Bravant la tempête et faisant fi des tabous, une dizaine de femmes ont entrepris cette semaine une formation de 15 heures en menuiserie, un métier et une forme d’art des plus typiquement masculin encore en 2019.

Cette formation d’une durée de cinq semaines est offerte depuis quelque temps au campus d’Edmundston du Collège communautaire du Nouveau-Brunswick.

Exclusivement réservée aux femmes, la formation permet à celles qui ont décidé de retourner sur les bancs d’école, les mardis soir, d’apprendre à manier les outils de base et à créer des objets personnels finis en bois.

«Ce n’est pas du sexisme ou une question d’écarter les hommes. Ce sont des femmes qui ont simplement demandé d’être en groupe afin d’apprendre la menuiserie tout en socialisant entre elles», a expliqué Louise Martin, la chef de développement du CCNB à Edmundston.

«Je suis une femme autonome et je veux rester autonome!», a raconté à la blague Francine, qui était assise en classe bien avant que ne commence la formation qu’elle espérait acquérir depuis déjà cinq ans.

D’autres ont raconté s’être inscrites afin d’acquérir une bonne base en menuiserie permettant de concevoir soi-même des objets qui sont utiles à la maison ou encore de dissiper toutes craintes relatives à l’utilisation des outils nécessaires à la fabrication qui peuvent parfois faire peur.

Les secrets de la menuiserie

Le formateur et charpentier de métier Guillaume Bernard ne semblait nullement intimidé devant le fait de se retrouver seul devant un groupe de femmes venues envahir sa petite salle de classe afin de découvrir les secrets de la menuiserie.

«On va voir avec elles comment se servir des outils de base, comme les toupies et les scies circulaires, ce qu’il faut faire et surtout ne pas faire», a indiqué l’enseignant du CCNB.

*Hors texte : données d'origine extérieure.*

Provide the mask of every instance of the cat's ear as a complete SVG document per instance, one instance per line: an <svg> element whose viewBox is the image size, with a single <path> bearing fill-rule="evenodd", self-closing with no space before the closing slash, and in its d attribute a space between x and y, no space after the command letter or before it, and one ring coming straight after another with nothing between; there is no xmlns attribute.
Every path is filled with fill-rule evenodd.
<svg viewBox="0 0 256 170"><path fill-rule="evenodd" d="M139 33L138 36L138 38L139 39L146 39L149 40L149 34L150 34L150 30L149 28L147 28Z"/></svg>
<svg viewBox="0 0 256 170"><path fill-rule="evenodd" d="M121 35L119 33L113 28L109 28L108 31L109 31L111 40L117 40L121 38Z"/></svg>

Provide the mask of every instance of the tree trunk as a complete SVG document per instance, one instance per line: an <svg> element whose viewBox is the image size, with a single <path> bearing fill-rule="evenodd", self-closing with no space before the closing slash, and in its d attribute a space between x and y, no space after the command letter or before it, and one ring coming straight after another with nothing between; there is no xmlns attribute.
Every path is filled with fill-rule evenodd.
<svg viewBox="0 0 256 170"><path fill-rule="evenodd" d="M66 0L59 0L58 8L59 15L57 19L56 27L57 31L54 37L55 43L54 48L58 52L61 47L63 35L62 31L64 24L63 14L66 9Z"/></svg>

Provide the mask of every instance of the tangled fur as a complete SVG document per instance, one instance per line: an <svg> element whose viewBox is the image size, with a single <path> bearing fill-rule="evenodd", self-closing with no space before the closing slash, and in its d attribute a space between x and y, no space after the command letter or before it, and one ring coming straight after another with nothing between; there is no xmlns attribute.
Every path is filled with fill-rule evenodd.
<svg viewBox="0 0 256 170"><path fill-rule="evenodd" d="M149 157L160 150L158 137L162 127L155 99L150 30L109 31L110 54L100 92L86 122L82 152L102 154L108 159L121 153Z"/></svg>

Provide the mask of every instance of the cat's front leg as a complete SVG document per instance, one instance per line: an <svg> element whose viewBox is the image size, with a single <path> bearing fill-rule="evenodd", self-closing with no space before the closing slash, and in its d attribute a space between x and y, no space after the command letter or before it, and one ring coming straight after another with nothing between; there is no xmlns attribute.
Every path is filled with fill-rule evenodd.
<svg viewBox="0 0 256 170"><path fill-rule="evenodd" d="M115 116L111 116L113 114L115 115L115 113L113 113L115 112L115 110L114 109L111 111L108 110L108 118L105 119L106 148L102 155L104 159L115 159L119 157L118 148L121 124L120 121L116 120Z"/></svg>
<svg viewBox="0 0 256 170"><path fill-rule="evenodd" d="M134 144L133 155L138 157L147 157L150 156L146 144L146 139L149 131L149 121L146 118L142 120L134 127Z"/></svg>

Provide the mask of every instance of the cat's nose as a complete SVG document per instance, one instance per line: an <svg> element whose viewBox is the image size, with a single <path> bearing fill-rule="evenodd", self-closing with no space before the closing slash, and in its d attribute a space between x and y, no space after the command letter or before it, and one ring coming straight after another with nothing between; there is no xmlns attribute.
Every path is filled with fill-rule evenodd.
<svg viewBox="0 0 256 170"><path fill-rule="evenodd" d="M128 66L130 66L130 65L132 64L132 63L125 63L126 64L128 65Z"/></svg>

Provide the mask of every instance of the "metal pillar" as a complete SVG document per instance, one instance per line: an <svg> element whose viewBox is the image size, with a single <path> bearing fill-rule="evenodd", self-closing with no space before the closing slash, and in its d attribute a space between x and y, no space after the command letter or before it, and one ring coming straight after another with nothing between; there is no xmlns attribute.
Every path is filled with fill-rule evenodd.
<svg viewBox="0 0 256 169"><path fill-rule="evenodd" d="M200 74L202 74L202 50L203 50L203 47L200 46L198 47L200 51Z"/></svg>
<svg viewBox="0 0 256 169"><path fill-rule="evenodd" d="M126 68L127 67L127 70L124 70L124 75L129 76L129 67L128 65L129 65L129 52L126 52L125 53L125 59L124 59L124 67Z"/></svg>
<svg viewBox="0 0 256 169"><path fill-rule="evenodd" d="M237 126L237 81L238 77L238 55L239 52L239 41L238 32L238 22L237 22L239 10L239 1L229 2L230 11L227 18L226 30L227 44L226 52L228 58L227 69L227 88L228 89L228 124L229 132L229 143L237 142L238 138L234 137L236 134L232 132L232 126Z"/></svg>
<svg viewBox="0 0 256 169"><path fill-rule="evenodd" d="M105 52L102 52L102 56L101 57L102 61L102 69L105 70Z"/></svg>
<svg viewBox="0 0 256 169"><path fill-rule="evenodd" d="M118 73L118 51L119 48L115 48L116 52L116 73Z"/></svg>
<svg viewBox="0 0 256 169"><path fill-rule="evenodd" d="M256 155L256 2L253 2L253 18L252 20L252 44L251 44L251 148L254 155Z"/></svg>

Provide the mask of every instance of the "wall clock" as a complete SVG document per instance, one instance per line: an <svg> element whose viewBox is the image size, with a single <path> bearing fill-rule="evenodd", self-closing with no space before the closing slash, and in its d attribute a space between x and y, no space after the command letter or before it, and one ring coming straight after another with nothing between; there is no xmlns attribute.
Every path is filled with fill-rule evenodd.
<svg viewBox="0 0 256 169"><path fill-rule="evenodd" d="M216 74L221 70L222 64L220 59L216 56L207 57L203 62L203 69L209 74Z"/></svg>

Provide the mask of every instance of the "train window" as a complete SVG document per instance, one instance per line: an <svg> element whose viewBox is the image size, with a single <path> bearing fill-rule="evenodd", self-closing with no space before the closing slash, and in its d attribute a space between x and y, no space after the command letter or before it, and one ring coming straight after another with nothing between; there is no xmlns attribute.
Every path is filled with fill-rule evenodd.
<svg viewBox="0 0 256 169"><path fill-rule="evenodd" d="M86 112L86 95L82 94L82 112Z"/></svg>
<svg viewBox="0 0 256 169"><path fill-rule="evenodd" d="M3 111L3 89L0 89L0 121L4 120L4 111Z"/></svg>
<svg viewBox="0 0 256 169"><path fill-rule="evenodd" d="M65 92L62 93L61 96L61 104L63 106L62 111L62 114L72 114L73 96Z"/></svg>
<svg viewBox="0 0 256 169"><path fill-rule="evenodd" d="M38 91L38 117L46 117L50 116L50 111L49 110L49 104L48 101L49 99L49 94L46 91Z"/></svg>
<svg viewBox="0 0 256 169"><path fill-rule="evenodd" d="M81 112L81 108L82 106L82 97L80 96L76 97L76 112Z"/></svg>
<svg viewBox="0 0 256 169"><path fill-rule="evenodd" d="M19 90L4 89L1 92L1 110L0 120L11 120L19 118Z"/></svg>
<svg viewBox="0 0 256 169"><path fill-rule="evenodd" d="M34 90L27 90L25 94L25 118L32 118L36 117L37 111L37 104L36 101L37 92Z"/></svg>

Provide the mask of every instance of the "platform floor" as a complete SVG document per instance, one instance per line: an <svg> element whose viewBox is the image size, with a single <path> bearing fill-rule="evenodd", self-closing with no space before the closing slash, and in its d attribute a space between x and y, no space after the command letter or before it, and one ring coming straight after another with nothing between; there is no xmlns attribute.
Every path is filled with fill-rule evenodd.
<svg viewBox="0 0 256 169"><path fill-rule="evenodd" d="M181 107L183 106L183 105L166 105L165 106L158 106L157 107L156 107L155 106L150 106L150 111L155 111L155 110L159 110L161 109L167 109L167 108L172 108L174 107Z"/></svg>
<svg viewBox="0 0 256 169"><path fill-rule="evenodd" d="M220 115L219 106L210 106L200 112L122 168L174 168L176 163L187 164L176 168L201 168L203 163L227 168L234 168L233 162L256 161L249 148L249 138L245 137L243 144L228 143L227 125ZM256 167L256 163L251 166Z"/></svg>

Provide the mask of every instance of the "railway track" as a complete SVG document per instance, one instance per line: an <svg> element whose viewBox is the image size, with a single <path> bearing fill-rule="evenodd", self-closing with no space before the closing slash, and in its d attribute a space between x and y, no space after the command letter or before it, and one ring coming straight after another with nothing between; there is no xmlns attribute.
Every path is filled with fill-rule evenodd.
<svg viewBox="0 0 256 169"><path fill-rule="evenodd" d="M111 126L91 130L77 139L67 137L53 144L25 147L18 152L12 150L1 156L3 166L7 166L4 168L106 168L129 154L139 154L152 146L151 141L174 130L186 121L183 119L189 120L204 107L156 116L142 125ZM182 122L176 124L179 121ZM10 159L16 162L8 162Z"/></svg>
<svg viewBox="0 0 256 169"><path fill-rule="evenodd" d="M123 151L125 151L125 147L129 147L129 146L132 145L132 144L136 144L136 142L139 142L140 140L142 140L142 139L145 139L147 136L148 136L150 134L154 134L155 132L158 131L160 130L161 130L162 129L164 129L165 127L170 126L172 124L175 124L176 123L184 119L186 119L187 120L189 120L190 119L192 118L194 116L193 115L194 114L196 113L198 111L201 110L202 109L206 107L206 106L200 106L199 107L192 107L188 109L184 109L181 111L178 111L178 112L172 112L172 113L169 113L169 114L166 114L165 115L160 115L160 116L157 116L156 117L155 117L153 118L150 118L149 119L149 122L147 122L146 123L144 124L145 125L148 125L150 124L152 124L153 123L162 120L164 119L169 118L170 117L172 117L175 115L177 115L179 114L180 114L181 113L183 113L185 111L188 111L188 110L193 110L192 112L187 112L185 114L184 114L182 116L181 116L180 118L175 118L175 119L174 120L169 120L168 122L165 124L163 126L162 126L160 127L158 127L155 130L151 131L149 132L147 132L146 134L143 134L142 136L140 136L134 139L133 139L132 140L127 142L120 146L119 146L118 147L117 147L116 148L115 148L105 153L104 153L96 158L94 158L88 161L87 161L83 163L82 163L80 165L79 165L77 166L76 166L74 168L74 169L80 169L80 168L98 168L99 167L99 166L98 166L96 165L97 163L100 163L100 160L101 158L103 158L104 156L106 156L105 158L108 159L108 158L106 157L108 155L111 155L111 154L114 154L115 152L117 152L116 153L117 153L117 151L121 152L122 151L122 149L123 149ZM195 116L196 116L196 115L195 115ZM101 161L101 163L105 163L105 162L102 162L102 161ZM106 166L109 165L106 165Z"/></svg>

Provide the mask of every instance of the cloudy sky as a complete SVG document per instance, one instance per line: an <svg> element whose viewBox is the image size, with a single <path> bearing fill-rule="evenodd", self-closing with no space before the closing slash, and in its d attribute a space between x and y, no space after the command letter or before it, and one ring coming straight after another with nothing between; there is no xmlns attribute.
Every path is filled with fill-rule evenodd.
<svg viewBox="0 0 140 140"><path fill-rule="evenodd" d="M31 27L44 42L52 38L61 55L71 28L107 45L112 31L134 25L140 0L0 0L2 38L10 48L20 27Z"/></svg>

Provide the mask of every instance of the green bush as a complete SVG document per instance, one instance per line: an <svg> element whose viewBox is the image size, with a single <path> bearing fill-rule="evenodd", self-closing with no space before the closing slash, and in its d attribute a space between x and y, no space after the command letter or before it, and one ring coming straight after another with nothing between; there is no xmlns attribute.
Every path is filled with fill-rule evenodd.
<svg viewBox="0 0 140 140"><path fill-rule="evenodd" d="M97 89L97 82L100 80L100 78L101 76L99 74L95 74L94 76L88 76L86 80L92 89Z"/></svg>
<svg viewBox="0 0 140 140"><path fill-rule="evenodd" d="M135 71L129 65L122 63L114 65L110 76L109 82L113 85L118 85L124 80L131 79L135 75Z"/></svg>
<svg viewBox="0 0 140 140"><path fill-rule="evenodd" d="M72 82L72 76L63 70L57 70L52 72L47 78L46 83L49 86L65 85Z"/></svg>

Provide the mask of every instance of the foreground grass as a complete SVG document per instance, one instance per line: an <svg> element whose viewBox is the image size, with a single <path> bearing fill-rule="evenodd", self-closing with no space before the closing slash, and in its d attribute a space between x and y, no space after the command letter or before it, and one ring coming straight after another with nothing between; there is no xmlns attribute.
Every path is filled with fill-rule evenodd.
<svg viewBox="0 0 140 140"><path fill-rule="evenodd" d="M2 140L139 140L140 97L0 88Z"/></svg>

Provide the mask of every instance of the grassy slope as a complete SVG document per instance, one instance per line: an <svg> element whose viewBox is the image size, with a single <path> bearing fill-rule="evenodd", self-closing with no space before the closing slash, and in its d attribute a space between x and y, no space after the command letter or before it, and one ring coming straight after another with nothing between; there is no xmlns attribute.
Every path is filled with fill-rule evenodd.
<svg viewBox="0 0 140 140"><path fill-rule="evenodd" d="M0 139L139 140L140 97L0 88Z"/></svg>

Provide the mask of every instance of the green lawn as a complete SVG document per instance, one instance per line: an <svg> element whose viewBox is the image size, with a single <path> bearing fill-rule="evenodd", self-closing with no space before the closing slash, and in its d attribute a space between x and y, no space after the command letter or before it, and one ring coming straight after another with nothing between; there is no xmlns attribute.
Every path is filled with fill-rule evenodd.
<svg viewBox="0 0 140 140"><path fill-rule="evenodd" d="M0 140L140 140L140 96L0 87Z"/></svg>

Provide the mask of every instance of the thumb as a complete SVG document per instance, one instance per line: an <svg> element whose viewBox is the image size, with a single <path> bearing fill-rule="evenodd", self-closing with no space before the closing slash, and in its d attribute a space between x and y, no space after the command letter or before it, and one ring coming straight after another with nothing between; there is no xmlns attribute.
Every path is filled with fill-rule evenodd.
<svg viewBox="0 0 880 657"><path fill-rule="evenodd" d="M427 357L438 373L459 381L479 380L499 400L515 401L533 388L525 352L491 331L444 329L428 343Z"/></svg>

«Je veux que les personnes soient à l’aise après la formation, on va de toute façon s’adapter aux besoins des participantes et à leur propre rythme», a-t-il ajouté avant d’entreprendre ses premières leçons théoriques sous l’œil attentif de ses nouvelles étudiantes.

Ces notions théoriques auront été plutôt brèves, à peine 120 minutes avant que le groupe de femmes ne se transporte en atelier afin d’entreprendre le projet de fabrication d’un objet pratique et décoratif qui sera suggéré.

À la toute fin du programme, en avril, les participantes pourront bénéficier de l’expertise d’Annie Côté de l’Atelier d’à Côté qui se joindra au groupe afin d’aider à la finition des objets fabriqués par ces dernières.

«Le secret dans tout ça c’est la patience… La dextérité manuelle peut aider en menuiserie c’est certain, mais c’est aussi quelque chose qui peut se développer», de conclure Guillaume Bernard avant de s’adresser à ses menuisières en herbe.